Tubes Not Linked to Poor Cochlear Implant Outcomes

Study included children who received myringotomy tubes before getting cochlear implants

TUESDAY, June 22 (HealthDay News) -- Myringotomy tubes (MT) don't appear to adversely affect final outcomes in children who receive cochlear implants (CI), and they can be managed like tubes in other children who are prone to otitis media, according to research published in the June issue of the Archives of Otolaryngology -- Head & Neck Surgery.

Christopher F. Barañano, M.D., of the University of Alabama at Birmingham Medical School, and colleagues analyzed data from 62 children who received an MT before CI. The mean age at receiving the implant was 3.2 years.

The researchers found that in cases in which tubes were removed before the CI or were left in place until the implant, a similar number of ears required a separate tube after the implant (22 and 19 percent, respectively).
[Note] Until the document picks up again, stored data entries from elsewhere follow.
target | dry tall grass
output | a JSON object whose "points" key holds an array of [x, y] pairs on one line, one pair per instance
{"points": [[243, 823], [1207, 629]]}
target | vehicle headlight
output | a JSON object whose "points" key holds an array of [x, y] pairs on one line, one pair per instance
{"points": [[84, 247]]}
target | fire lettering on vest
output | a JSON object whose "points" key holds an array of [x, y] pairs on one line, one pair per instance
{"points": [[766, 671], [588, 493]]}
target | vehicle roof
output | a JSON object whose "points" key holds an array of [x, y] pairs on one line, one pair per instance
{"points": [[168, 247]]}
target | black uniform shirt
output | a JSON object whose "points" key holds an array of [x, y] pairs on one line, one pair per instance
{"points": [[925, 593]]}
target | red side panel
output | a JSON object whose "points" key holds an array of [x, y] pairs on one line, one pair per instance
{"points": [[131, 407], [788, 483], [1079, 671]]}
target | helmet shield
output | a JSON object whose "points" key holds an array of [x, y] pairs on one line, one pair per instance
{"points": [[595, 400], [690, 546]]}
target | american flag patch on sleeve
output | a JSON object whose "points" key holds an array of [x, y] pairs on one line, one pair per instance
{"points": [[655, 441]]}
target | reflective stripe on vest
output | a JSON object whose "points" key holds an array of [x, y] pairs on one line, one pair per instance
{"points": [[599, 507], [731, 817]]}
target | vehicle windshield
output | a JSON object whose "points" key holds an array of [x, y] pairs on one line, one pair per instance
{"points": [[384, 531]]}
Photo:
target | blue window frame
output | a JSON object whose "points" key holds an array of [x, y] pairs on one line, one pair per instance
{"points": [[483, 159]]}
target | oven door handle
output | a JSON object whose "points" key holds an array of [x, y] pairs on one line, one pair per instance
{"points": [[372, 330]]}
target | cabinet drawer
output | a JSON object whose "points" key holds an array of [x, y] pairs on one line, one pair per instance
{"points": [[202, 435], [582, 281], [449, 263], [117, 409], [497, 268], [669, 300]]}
Tubes that were present at the implant were removed with myringoplasty (31 percent) or retained after surgery (69 percent). All tympanic membranes from which tubes were removed before or during the implant healed. Three persistent perforations required surgical treatment. No cases of meningitis or implant removals due to infection were noted.

"The minimization of potential infectious complications is a priority for the CI surgeon who is operating on a child with a history of MT placement. While manipulation of the tympanic membrane with MT insertion, MT exchange, or perforation repair is not without risks, in the current study the management of the MT before CI did not adversely affect outcomes," the authors conclude.